Your question falls out of the blue for someone who doesn't have Griffiths at hand. Provide some more context (not by attaching pages upon pages of pictures, but in a few words -- that helps you to understand the question as well).

This section is an introduction to the time independent Schroedinger equation (separation of variables $\bf x$ and $t$ in math lingo)

Apparently (a) is no problem for you.
(1) For (b) you ask what he says in the note ? When you type ψ no one knows if you mean his $\Psi$ or his $\it \psi$. What is it specifically that isn't clear ?
(2) that's not what it says.

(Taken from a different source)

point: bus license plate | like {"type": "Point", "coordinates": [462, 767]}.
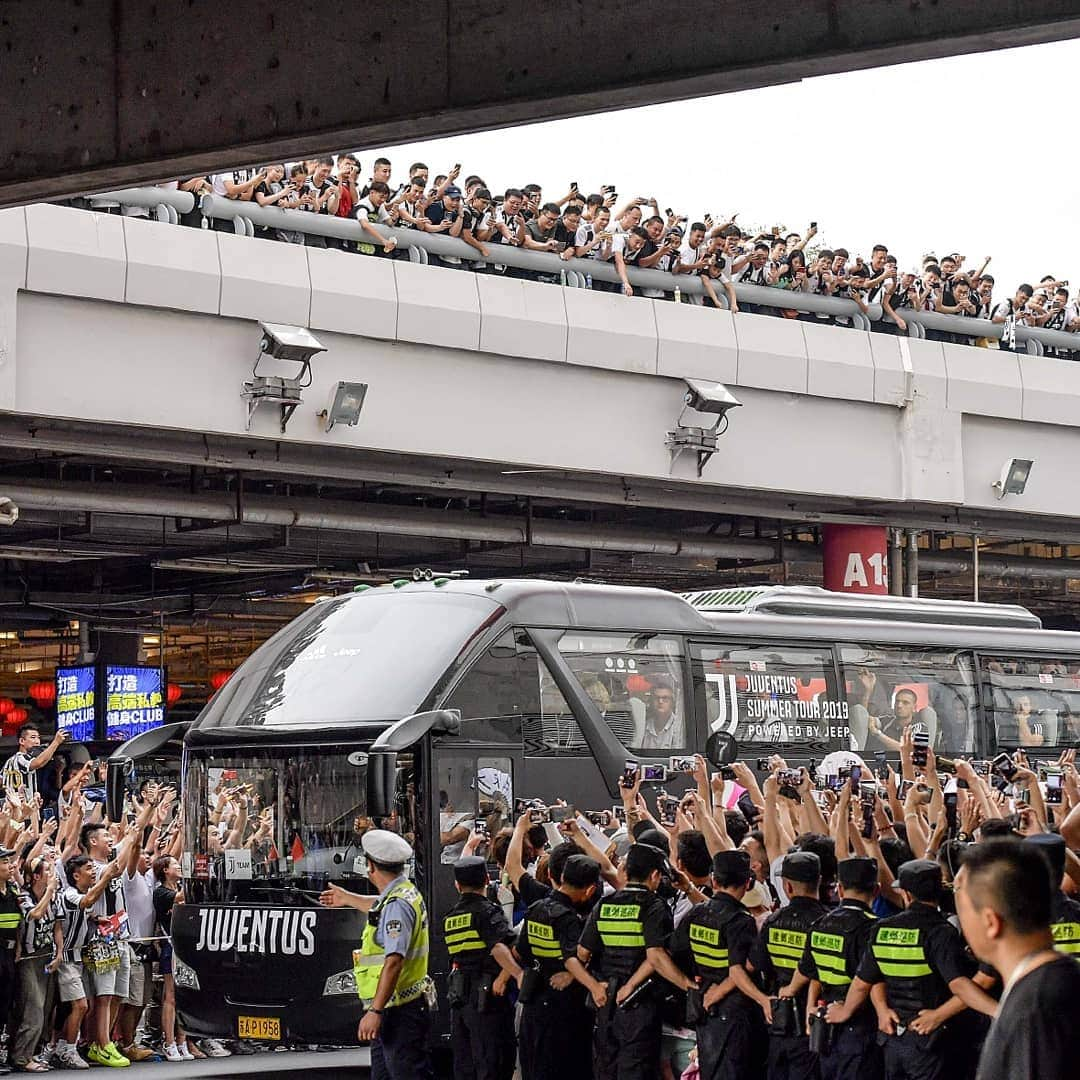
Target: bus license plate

But if you express a solution with a given energy as a linear combination of other solutions, those better have the same energy !
(3) you can also read "stick to real $\it \psi$"
so there is no reason to ask what "that" stands for any more . perhaps you want to rephrase ?

3. Nov 4, 2016

Tspirit

Thank you for pointing out my improper way to describe my question and answering my question.

4. Nov 4, 2016

BvU

All in good spirit. You think you have it figured out now ?

5. Nov 4, 2016

Tspirit

No, I am thinking. Maybe tomorrow.

6. Nov 4, 2016

7. Nov 6, 2016

Jamison Lahman

It is important to remember the two main purposes of $\Psi$ and $\psi$: $\Psi$ is defined to be complex by equation 2.14 as you have posted. I am sure Griffiths at some point has explained the concept of an expectation value where, when normalized, $$\int_{-\infty}^{\infty} |\Psi(x,t)|^{2}dx = 1$$
The absolute value eliminates the complex nature of the wave function. Additionally, $\psi$ is an eigenfunction which, when an operator is applied, produces an eigenvalue, in this case the energy. In his hint, he states that $\psi$ and $\psi^{*}$ both result in the same eigenvalue (energy), so he is saying you might as well make $\psi$ real. Griffiths has a very comprehensive appendix on linear algebra that may prove helpful to read (if you continue into chapter 3, I would highly recommend reading the appendix).